He was so scared he could barely hold the flowers. He looked at me without blinking and breathing heavily, while his father - Ah! The father! – told him in an anxious and mandatory voice, "Go boy, give her those flowers!" "Sit down next to her!" "Ask if she wants to have an ice cream with you!" He sounded so peremptory that even me, I felt intimidated. So that I was almost accepting flowers, dates, ice cream, not knowing if I really wanted them, when my mother came to my rescue. I do not know how long she had been there following the scene. All I know is that she came just in time to hold my hand, help me hold the daisies, make room for me to thank the boy for the flowers and growl something to that father. I could not understand what was it, but know it was enough to spot and push him away.

I remember that after that episode I bumped into the boy at school about three times. In all, he hardly looked at me, uttered no sound, blushed like a tomato, and ran to the opposite side of the courtyard. Soon after, he left the school. He never gave me the chance to tell him that, yes, I agreed to date him. If dating meant accepting his flowers, sitting next to him at recess and from time to time have an ice cream together enjoying the landscape, yes, I wanted to date. Of course! With one condition: that his anxious father did not get into our life. It would be like this, or it would be over.

It ended up. It ended well before it started. In the same way, over the years, so many other relationships would end, regardless of their promises. So many promises that failed because of the fear that makes great encounters impossible  - the fear of failure, of vulnerability, of surrender. So many possibilities extirpated by the need to prove self-sufficiency, despite needing to be with the other, to live with and love the other. So many crossroads that have been overlooked without checking all sides, because the passion for high-speed was stronger than the thrill of traveling and enjoying the scenery.
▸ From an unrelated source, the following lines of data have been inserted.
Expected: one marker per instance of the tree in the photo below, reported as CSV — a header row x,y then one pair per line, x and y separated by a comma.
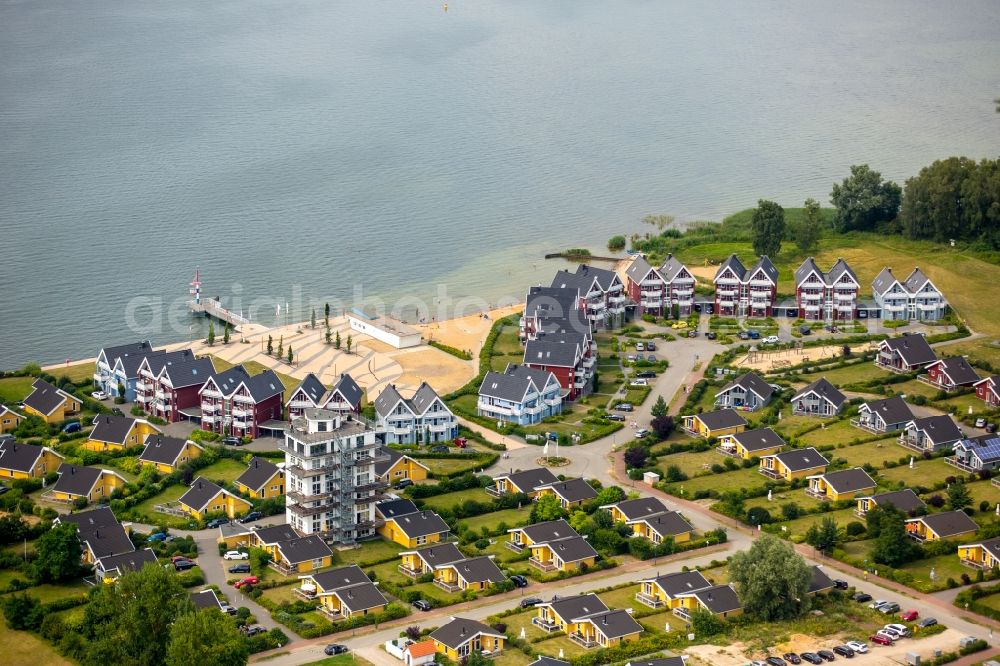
x,y
768,228
864,199
208,638
660,408
771,579
546,508
57,554
959,496
663,426
128,623
809,230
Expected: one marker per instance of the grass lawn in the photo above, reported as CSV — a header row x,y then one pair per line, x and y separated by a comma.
x,y
370,552
513,518
449,500
226,469
22,648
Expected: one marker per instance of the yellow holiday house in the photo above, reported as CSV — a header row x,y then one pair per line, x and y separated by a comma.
x,y
844,484
116,433
460,637
90,483
204,498
51,404
794,464
343,593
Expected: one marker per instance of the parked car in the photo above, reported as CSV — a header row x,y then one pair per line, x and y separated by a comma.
x,y
249,580
844,651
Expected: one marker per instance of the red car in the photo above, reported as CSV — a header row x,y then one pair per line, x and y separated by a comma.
x,y
249,580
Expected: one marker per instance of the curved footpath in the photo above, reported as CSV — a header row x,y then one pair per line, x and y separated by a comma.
x,y
601,461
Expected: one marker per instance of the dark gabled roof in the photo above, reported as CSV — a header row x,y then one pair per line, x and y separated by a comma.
x,y
615,623
264,385
820,581
19,457
200,493
948,523
348,390
422,523
551,530
959,370
440,553
111,428
641,507
581,605
312,387
573,490
478,570
44,398
304,549
560,349
758,440
767,267
939,429
798,460
460,631
127,562
721,418
823,389
719,598
276,534
735,264
162,449
883,281
77,480
205,599
396,508
849,480
258,472
682,582
912,348
529,479
388,399
424,398
905,500
668,524
194,372
751,381
892,410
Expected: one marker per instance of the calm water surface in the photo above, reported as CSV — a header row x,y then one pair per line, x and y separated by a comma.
x,y
399,146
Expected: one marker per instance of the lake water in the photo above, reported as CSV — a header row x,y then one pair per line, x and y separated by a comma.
x,y
399,146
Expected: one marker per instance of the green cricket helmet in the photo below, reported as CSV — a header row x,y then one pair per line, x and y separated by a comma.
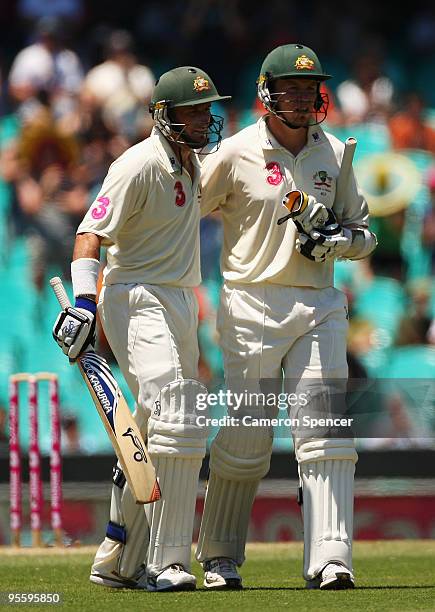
x,y
287,62
185,86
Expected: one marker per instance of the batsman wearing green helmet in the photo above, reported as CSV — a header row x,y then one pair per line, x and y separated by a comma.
x,y
290,207
147,215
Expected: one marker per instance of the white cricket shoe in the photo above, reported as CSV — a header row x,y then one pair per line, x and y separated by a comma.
x,y
333,577
221,573
173,578
114,581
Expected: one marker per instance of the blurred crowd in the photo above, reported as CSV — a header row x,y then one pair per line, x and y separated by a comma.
x,y
74,91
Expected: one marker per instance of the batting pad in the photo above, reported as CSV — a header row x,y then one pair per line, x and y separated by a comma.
x,y
177,447
239,458
327,508
115,557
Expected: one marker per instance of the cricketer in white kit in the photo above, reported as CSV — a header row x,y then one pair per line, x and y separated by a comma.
x,y
147,214
280,317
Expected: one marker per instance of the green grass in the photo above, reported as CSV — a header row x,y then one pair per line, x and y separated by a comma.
x,y
397,576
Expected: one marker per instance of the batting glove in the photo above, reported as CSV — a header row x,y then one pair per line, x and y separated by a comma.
x,y
329,242
74,329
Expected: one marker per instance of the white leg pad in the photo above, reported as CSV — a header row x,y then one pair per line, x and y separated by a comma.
x,y
327,473
177,445
239,458
115,558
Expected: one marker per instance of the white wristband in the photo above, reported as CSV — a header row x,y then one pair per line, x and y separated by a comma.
x,y
84,276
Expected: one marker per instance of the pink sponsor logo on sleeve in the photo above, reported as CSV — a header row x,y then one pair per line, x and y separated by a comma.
x,y
100,210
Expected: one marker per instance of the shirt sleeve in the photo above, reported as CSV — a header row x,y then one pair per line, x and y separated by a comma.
x,y
216,180
120,196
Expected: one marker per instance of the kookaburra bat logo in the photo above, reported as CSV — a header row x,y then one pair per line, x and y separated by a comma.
x,y
139,455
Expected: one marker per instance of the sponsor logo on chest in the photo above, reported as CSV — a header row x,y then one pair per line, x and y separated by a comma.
x,y
322,182
274,173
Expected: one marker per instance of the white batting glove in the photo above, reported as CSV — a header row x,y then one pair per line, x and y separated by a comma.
x,y
305,211
74,329
321,245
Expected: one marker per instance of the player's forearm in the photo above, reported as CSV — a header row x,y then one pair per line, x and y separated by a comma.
x,y
85,265
87,245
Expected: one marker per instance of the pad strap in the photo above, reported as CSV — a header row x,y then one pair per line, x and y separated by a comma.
x,y
116,532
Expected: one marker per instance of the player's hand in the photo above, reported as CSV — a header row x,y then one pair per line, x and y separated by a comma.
x,y
74,329
305,211
329,242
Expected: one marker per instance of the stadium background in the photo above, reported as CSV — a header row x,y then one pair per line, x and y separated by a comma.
x,y
63,135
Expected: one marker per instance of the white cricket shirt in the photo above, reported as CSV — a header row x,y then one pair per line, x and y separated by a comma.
x,y
147,212
247,178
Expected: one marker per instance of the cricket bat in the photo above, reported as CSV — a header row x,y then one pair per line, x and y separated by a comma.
x,y
117,418
343,177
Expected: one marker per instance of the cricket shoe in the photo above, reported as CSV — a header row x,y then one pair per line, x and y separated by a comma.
x,y
173,578
333,577
114,581
221,574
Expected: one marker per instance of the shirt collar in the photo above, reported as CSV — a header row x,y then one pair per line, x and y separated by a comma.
x,y
315,136
167,155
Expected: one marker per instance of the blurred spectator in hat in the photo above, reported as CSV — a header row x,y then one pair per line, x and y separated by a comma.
x,y
67,10
368,94
428,225
409,128
41,167
122,87
4,439
46,67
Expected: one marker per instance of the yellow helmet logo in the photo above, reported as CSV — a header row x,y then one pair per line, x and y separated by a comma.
x,y
304,63
201,84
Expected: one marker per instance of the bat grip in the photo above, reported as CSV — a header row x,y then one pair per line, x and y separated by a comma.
x,y
59,290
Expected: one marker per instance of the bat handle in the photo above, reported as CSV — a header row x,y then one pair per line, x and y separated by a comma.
x,y
59,290
283,219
It has been almost five decades of dating. Fifty years of which the last fifteen - in my current and definitive marriage - have taught me what is not necessary for a relationship to last after it overcomes the yes barrier, I want to date you. I concentrate on what is disposable, because I have learned – sometimes not through easy ways -- that in matters of affection, it is always easier to mistakenly focus on what is not necessary than on what is really essential. And if the essential is invisible to the eyes and can only be seen with the heart, I allow myself the cliché of quoting The Little Prince and dare to articulate what, for me, is the essence of a lasting relationship: to give up the premises of always being right; to recognize the other’s faults and love them above his/her qualities; wake up every day asking: do you want to date me?

So, Hooray Valentine's Day! (*)


(*) Differently from the rest of the world, Valentine’s Day is celebrated in Brazil on June 12.